In the event that you are running the tests outside of the Cumulus sandbox environment you will need to follow the directions to update your fake data server providers. Alternatively, you can set the environment variable PROVIDER_HOST to point to the private IP address of your FakeProvider EC2 instance.

Adding tests

Adding tests for an existing workflow

Workflow tests are located in the /spec/parallel or /spec/serial directory depending on whether or not they can run in parallel or not. Any tests and supporting JSON files can go in there.

Adding a new test workflow

The workflow should be configured as it would be for a normal Cumulus deployment in a workflows terraform file. It must be deployed to the current deployment if testing locally.

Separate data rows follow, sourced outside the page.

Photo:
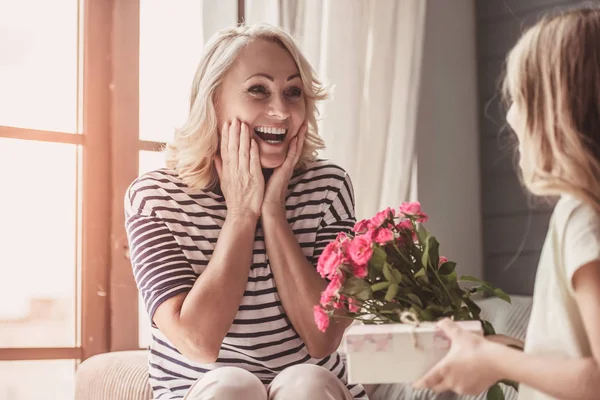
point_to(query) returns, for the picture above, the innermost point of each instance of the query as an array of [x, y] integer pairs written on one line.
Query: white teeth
[[271, 130]]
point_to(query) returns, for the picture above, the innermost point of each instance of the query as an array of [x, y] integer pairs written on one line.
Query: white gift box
[[396, 353]]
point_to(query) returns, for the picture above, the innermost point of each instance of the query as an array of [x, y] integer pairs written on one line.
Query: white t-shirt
[[556, 327]]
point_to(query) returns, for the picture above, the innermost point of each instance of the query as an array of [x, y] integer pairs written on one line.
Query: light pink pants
[[300, 382]]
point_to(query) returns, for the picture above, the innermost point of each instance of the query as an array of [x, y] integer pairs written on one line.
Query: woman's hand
[[468, 367], [278, 182], [240, 175]]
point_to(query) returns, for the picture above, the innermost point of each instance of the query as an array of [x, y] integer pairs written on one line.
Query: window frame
[[109, 145]]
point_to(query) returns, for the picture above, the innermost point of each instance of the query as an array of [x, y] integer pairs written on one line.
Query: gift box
[[396, 353]]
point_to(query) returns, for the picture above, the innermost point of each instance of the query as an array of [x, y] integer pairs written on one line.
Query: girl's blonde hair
[[191, 153], [553, 79]]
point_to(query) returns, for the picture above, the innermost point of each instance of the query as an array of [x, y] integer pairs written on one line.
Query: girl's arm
[[473, 363]]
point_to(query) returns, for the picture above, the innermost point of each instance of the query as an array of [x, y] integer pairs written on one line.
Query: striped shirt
[[173, 231]]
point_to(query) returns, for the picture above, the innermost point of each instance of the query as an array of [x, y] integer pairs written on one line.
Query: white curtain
[[371, 52]]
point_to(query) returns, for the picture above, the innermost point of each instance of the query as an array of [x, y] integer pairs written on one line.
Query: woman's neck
[[267, 172]]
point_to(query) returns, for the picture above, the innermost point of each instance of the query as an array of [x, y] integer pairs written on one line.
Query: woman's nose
[[278, 108]]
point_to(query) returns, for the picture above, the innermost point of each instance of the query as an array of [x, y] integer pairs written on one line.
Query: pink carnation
[[381, 216], [321, 318], [329, 260], [407, 225], [383, 235], [361, 249], [362, 226], [352, 305], [341, 237], [413, 209]]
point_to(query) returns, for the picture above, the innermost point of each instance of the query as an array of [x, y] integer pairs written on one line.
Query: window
[[47, 149], [76, 128]]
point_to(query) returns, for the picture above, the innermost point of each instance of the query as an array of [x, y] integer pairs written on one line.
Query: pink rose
[[329, 260], [340, 303], [321, 318], [341, 237], [361, 249], [413, 209], [381, 216], [360, 270], [383, 235], [407, 226], [362, 226]]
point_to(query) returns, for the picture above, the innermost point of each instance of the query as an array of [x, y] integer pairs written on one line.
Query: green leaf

The workflows terraform files are located in the /example/cumulus-tf directory and are split up to make the workflows easier to find and understand.

A new directory should be added in the /spec/parallel directory if the test workflow can be run in parallel. The tests should go in the newly created directory along with any necessary input JSON files. Otherwise, the new test workflow should be added to the /spec/serial directory.

Fake data server

A fake server is required for tests testing FTP/HTTP/HTTPS discover and downloads. The fake server should be set up once per account.

The Cloudformation template for the fake data server is in fake-provider-cf.yml. To setup the fake server, you can use the AWS CLI or AWS Console.

If you want to use the AWS CLI, run:

aws cloudformation deploy --template-file fake-provider-cf.yml --stack-name <stack-name> --parameter-overrides VpcId=<vpc-XXXXX> Subnet=<subnet-XXXXXX> PermissionsBoundary=<permissions-boundary> NGAPProtAppInstanceMinimalPolicyName=<policy-name> LatestAmiId=<ami-id> FtpPassword=<ftp-password> Bucket=<bucket-name> Prefix=<prefix> --capabilities CAPABILITY_NAMED_IAM

with the following parameters:

  • stack-name - Stack name for the fake server
  • VpcId - VPC ID
  • Subnet - Subnet ID
  • PermissionsBoundary - A permissions boundary from NGAP.
  • NGAPProtAppInstanceMinimalPolicyName - Will be included in the list of Amazon Resource Names (ARNs) of the IAM managed policies we want to attach to the user.
  • LatestAmiId - An SSM parameter value that resolves to an Amazon Machine Image ID value. When deploying within NGAP, the SSM parameter is provided by NGAP.
  • FtpPassword - Password for the FTP server created by the stack
  • Bucket - S3 bucket name
  • Prefix - Any string, generally a DAAC's name

Alternatively, you can use the AWS Console. Navigate to CloudFormation > Create Stack with new resources > Create template in designer and paste the contents of fake-provider-cf.yml into the template box. Be sure to choose YAML as the template language.